Thursday 11 December 2008

Sorrow of Bihar

(Published in Banking Services Chronicle October 2008)

In our childhood the textbooks taught us that the river Kosi was the “sorrow of Bihar”. Our textbooks have a bad reputation for being outdated or irrelevant. It was somewhat in this light that we took the epithet given to Kosi. It was only as much real for us as Hwang-Ho being the “sorrow of China.”

But this August millions of people in north-eastern Bihar witnessed a doomsday scenario first hand. We were jolted out of our stupor and made to realise how near-extinct facts given in our textbooks can come alive anytime. The Kosi flood, approriately declared a “national calamity”, is probably the worst recorded in the history of modern India.

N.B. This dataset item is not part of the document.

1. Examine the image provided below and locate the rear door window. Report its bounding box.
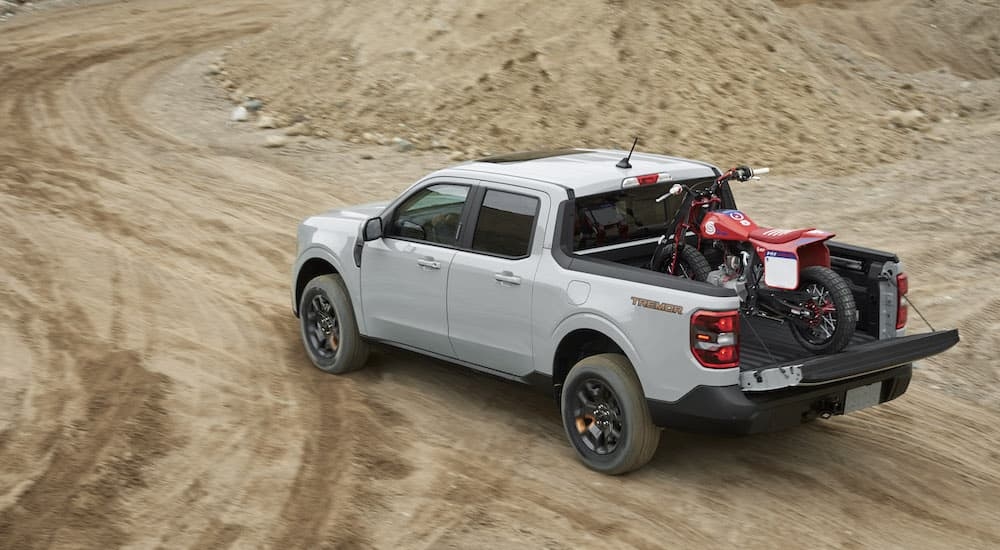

The media, though somewhat late, acquainted the nation with the veritable seas formed on land. Supaul, Madhepura, Araria and Purnia have become household names. We were shown how destruction is only a matter of days in vast swathes of land. We saw how technology is still in its infancy when it comes to tackling the might of nature. We witnessed how the goons and the greedy valued money over lives. There was also the tragi-comic element of politicians scoring brownie points in this hour of peril.

The water may have started receding and the land even dried by the time you read this. But the months to come will be a challenge for the Nitish Kumar government, whose good deeds have been literally washed away by the floods. Providing refuge to the deprived millions is not an easy job. Controlling epidemics that may break out in the aftermath of the flood will not be easy either.

That is for the short term. In the long term, there are several pressing questions on which all of us must ponder. One, is the course changed by the river going to remain so in the years or decades to come? Two, do we have embankments enough to check the rivers from becoming a curse? Three, is it enough to build embankments without caring for maintenance? Four, do we need to control rivers or manage them? And finally, if a disaster occurs, shouldn’t we have an agile response system in place?